By Thomas Ansell
Insight and research company Upinion (a member of The Hague Humanity Hub) has recently released a new report in collaboration with Refugee Protection Watch, 11.11.11 and Basmeh & Zeitooneh for Relief and Development of the Refugee Protection Watch (RPW) which looks into how Syrian refugees in Lebanon feel included and listened to by UNHCR Lebanon. “Putting Syrian Refugees Centre Stage” looks to hold relief and aid organisations accountable to the people that they are helping in Lebanon based on the principle of ‘downwards accountability’, now put into action by the UN as the concept of “Accountability to Affected Populations” (AAP).
Or, to put it in the words of former UN Under-Secretary-General for Humanitarian Affairs and Emergency Relief Coordinator (quoted in the report): “Over the past decade, there has been growing recognition that affected people should have more say over the type of help they get and how they get it… despite all our good intentions, the humanitarian system actually is set up to give people in need what international agencies and donors think is best, and what the agencies have to offer, rather than giving people what they themselves say they most need.”
A gap between rhetoric and reality
Upinion looked into any potential gap between AAP aims and reality by speaking to over 400 Syrian refugees in Lebanon, creating an online survey answered by 334 people, and holding 12 focus groups with another 115 Syrian refugees, and six Key Informant interviews. Through analysis with Refugee Protection Watch, the report concludes that significant proportions of Syrian refugees in Lebanon don’t feel sufficiently listened to by UNHCR: 36% of survey respondents said that they ‘did not feel listened to’, whilst 35% of participants felt ‘somewhat’ included.
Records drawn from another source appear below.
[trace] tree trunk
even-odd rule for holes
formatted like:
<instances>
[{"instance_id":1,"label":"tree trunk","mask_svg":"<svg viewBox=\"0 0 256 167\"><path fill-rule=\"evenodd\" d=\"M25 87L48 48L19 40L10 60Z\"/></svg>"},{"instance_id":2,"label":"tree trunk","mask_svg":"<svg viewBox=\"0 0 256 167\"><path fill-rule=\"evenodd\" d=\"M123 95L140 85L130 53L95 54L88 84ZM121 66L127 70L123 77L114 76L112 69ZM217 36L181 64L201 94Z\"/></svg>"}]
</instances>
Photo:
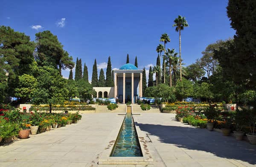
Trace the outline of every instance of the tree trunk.
<instances>
[{"instance_id":1,"label":"tree trunk","mask_svg":"<svg viewBox=\"0 0 256 167\"><path fill-rule=\"evenodd\" d=\"M49 112L50 113L52 113L52 104L50 104L49 105Z\"/></svg>"},{"instance_id":2,"label":"tree trunk","mask_svg":"<svg viewBox=\"0 0 256 167\"><path fill-rule=\"evenodd\" d=\"M171 67L171 62L169 62L169 74L170 75L170 87L172 86L172 67Z\"/></svg>"},{"instance_id":3,"label":"tree trunk","mask_svg":"<svg viewBox=\"0 0 256 167\"><path fill-rule=\"evenodd\" d=\"M165 44L166 44L166 42L165 41L164 42L164 53L165 54L166 53L166 50L165 50ZM165 60L164 61L164 69L163 69L163 83L164 83L165 84Z\"/></svg>"},{"instance_id":4,"label":"tree trunk","mask_svg":"<svg viewBox=\"0 0 256 167\"><path fill-rule=\"evenodd\" d=\"M181 81L181 39L180 37L180 80Z\"/></svg>"}]
</instances>

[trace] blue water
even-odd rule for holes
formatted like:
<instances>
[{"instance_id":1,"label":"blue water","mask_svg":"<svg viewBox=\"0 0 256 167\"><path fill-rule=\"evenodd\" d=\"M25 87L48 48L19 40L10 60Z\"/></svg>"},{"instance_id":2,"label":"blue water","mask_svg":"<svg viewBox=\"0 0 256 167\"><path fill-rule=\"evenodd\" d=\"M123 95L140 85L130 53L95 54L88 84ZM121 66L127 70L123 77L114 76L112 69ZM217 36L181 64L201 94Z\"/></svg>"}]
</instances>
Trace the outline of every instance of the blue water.
<instances>
[{"instance_id":1,"label":"blue water","mask_svg":"<svg viewBox=\"0 0 256 167\"><path fill-rule=\"evenodd\" d=\"M125 116L110 156L143 156L131 113Z\"/></svg>"}]
</instances>

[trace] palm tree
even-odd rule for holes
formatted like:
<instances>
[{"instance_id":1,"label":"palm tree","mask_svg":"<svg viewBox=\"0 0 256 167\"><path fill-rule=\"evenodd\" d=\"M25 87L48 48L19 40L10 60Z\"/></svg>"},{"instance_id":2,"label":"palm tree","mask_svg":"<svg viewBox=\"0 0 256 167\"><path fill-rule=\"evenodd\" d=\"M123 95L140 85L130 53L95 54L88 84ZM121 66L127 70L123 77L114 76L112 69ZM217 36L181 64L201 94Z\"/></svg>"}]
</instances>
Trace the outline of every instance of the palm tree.
<instances>
[{"instance_id":1,"label":"palm tree","mask_svg":"<svg viewBox=\"0 0 256 167\"><path fill-rule=\"evenodd\" d=\"M166 44L169 42L171 41L171 40L170 40L170 38L169 37L169 36L166 34L164 33L162 34L161 37L160 37L160 41L163 42L163 43L164 44L164 52L166 51L165 49L165 45ZM163 59L163 63L164 64L164 72L163 72L163 83L165 83L165 60Z\"/></svg>"},{"instance_id":2,"label":"palm tree","mask_svg":"<svg viewBox=\"0 0 256 167\"><path fill-rule=\"evenodd\" d=\"M161 53L162 53L162 51L165 51L163 45L161 44L160 44L159 45L158 45L157 47L157 48L156 48L156 50L157 51L157 53L159 54L159 53L160 53L160 66L161 67ZM161 74L161 68L160 68L160 76L162 76L162 74Z\"/></svg>"},{"instance_id":3,"label":"palm tree","mask_svg":"<svg viewBox=\"0 0 256 167\"><path fill-rule=\"evenodd\" d=\"M179 33L179 42L180 42L180 79L181 81L181 40L180 37L180 31L183 30L184 27L188 27L189 25L187 21L185 19L185 17L182 17L181 16L178 16L178 18L176 18L174 20L174 24L172 27L176 27L175 30Z\"/></svg>"},{"instance_id":4,"label":"palm tree","mask_svg":"<svg viewBox=\"0 0 256 167\"><path fill-rule=\"evenodd\" d=\"M172 62L176 60L176 59L177 58L176 56L178 54L177 53L175 53L174 49L171 50L169 48L167 49L167 51L166 52L165 54L163 56L164 58L166 59L169 64L169 75L170 75L170 87L172 87Z\"/></svg>"},{"instance_id":5,"label":"palm tree","mask_svg":"<svg viewBox=\"0 0 256 167\"><path fill-rule=\"evenodd\" d=\"M157 82L157 77L158 76L158 72L160 69L160 66L159 65L154 66L153 67L152 72L156 74L156 81Z\"/></svg>"}]
</instances>

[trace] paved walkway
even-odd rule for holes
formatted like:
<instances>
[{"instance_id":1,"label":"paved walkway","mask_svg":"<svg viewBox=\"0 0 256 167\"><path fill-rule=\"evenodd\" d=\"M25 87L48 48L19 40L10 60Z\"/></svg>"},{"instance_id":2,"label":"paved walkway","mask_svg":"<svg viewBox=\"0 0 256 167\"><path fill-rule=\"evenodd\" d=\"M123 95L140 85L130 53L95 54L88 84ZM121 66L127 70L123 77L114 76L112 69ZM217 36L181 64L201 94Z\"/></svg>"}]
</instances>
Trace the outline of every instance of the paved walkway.
<instances>
[{"instance_id":1,"label":"paved walkway","mask_svg":"<svg viewBox=\"0 0 256 167\"><path fill-rule=\"evenodd\" d=\"M120 128L123 116L82 115L77 124L0 146L0 167L97 166L110 134ZM134 116L152 141L148 145L154 167L256 166L256 146L246 142L184 125L175 121L173 114L143 112Z\"/></svg>"}]
</instances>

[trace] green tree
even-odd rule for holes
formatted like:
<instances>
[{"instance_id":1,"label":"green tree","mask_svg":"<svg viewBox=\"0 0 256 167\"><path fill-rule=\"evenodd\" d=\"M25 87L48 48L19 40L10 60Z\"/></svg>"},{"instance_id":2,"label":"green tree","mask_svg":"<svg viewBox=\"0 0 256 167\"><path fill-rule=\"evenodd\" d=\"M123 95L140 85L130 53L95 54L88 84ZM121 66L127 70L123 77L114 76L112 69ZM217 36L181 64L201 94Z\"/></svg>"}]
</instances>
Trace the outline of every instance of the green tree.
<instances>
[{"instance_id":1,"label":"green tree","mask_svg":"<svg viewBox=\"0 0 256 167\"><path fill-rule=\"evenodd\" d=\"M73 71L72 71L72 69L70 69L70 75L68 76L68 79L73 80Z\"/></svg>"},{"instance_id":2,"label":"green tree","mask_svg":"<svg viewBox=\"0 0 256 167\"><path fill-rule=\"evenodd\" d=\"M169 36L166 33L164 33L162 34L161 37L160 37L160 41L163 42L163 43L164 45L164 51L165 52L166 51L166 44L167 43L167 42L171 42L171 40L169 37ZM165 83L165 74L166 74L166 62L165 60L163 59L163 63L164 65L164 69L163 69L163 83ZM161 67L161 65L159 65L160 67Z\"/></svg>"},{"instance_id":3,"label":"green tree","mask_svg":"<svg viewBox=\"0 0 256 167\"><path fill-rule=\"evenodd\" d=\"M103 69L102 68L99 71L98 86L99 87L105 87L105 82L106 81L105 81L105 76L104 76L104 71L103 71Z\"/></svg>"},{"instance_id":4,"label":"green tree","mask_svg":"<svg viewBox=\"0 0 256 167\"><path fill-rule=\"evenodd\" d=\"M138 62L137 62L137 56L135 57L135 62L134 62L134 65L138 68Z\"/></svg>"},{"instance_id":5,"label":"green tree","mask_svg":"<svg viewBox=\"0 0 256 167\"><path fill-rule=\"evenodd\" d=\"M161 71L161 66L160 66L160 57L159 55L157 56L157 66L159 66L159 71L157 72L157 81L158 83L161 83L161 76L160 76L160 73Z\"/></svg>"},{"instance_id":6,"label":"green tree","mask_svg":"<svg viewBox=\"0 0 256 167\"><path fill-rule=\"evenodd\" d=\"M153 73L156 74L156 81L157 83L157 86L158 85L158 74L159 73L159 69L160 68L160 67L159 65L157 65L156 66L154 66L153 68L153 70L152 70L152 72Z\"/></svg>"},{"instance_id":7,"label":"green tree","mask_svg":"<svg viewBox=\"0 0 256 167\"><path fill-rule=\"evenodd\" d=\"M72 57L63 49L63 45L49 31L45 31L35 34L36 55L39 65L52 65L59 70L72 68L75 65Z\"/></svg>"},{"instance_id":8,"label":"green tree","mask_svg":"<svg viewBox=\"0 0 256 167\"><path fill-rule=\"evenodd\" d=\"M152 71L152 68L149 67L149 72L148 73L148 87L153 86L154 81L153 79L153 72Z\"/></svg>"},{"instance_id":9,"label":"green tree","mask_svg":"<svg viewBox=\"0 0 256 167\"><path fill-rule=\"evenodd\" d=\"M185 17L178 16L178 17L174 20L174 24L172 27L176 27L175 30L179 32L179 41L180 45L180 80L182 79L182 75L181 73L181 36L180 31L184 29L184 27L189 26L189 24L186 20Z\"/></svg>"},{"instance_id":10,"label":"green tree","mask_svg":"<svg viewBox=\"0 0 256 167\"><path fill-rule=\"evenodd\" d=\"M177 61L177 54L178 54L175 52L174 49L171 50L168 48L167 51L165 52L165 55L163 56L164 59L167 60L167 62L169 64L169 84L171 87L172 86L172 62L175 61Z\"/></svg>"},{"instance_id":11,"label":"green tree","mask_svg":"<svg viewBox=\"0 0 256 167\"><path fill-rule=\"evenodd\" d=\"M185 98L192 96L193 94L193 88L192 82L185 78L178 81L175 86L177 98L182 101Z\"/></svg>"},{"instance_id":12,"label":"green tree","mask_svg":"<svg viewBox=\"0 0 256 167\"><path fill-rule=\"evenodd\" d=\"M107 66L107 71L106 71L106 84L107 87L113 87L114 81L113 79L111 73L111 65L110 56L108 57L108 66Z\"/></svg>"},{"instance_id":13,"label":"green tree","mask_svg":"<svg viewBox=\"0 0 256 167\"><path fill-rule=\"evenodd\" d=\"M32 99L32 94L35 90L37 80L33 76L23 74L18 76L18 85L15 88L15 95L20 98L20 102L24 103Z\"/></svg>"},{"instance_id":14,"label":"green tree","mask_svg":"<svg viewBox=\"0 0 256 167\"><path fill-rule=\"evenodd\" d=\"M129 54L127 54L127 57L126 57L126 64L129 63Z\"/></svg>"},{"instance_id":15,"label":"green tree","mask_svg":"<svg viewBox=\"0 0 256 167\"><path fill-rule=\"evenodd\" d=\"M144 94L147 88L147 79L146 78L146 69L144 67L142 72L142 94Z\"/></svg>"},{"instance_id":16,"label":"green tree","mask_svg":"<svg viewBox=\"0 0 256 167\"><path fill-rule=\"evenodd\" d=\"M88 76L88 68L84 63L84 72L83 73L83 79L84 81L89 82L89 77Z\"/></svg>"},{"instance_id":17,"label":"green tree","mask_svg":"<svg viewBox=\"0 0 256 167\"><path fill-rule=\"evenodd\" d=\"M97 87L98 86L98 71L97 70L96 59L94 60L94 64L93 64L93 66L92 86L93 87Z\"/></svg>"},{"instance_id":18,"label":"green tree","mask_svg":"<svg viewBox=\"0 0 256 167\"><path fill-rule=\"evenodd\" d=\"M63 104L68 99L68 90L66 88L67 79L62 77L53 67L44 66L39 70L36 89L32 95L35 104L48 104L50 113L52 105Z\"/></svg>"}]
</instances>

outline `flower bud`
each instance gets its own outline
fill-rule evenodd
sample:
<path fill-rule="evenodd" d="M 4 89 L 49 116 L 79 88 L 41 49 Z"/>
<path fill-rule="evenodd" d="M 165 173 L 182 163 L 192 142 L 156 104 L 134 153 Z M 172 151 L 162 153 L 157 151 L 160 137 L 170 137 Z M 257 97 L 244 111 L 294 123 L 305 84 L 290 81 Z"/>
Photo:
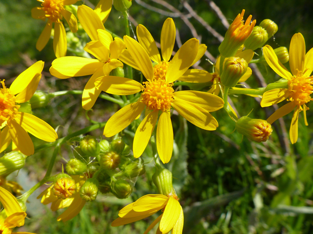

Whilst only a very small proportion of respondents said that they didn’t trust UNHCR, a far larger proportion noted that they had never been invited to submit feedback to the organisation after taking part in one of its programmes, trainings, or initiatives (87% of respondents). Nearly two thirds of respondents also noted that they did not feel that UNHCR’s feedback/complaint channels were ‘accessible, effective, or safe to use’. Similarly, during one of the focus groups, all 40 women in the group said that they were either unaware of how to submit a complaint to UNHCR, or felt that if they did file a complaint it would have negative repercussions for them.
Explaining decisions and including people in decision making
The research also suggested that when decision were made by UNHCR, lots of people did not feel well informed. For example, 68% of online respondents who had received a message informing them that their cash assistance was being reduced or cancelled did not get an “understandable” explanation for the decision. It also became clear from the focus groups that not a single participant understood the criteria that UNHCR uses to determine when someone has their financial or food aid suspended.
Recommendations and suggestions
Upinion and Refugee Protection Watch also provided a number of recommendations both up and down the accountability chain to make AAP more effective and recipients of aid feel more included in decision making. These include integrating an AAP framework specific to each aid situation, providing more access points to UNHCR staff (so that complaints and comments can be better dealt with), and increasing funding to the UNHCR phone hotline. Other suggestions include opening up lines of communication by (for example) WhatsApp or other social media channels, and to include more community voices in planning and roll-out meetings.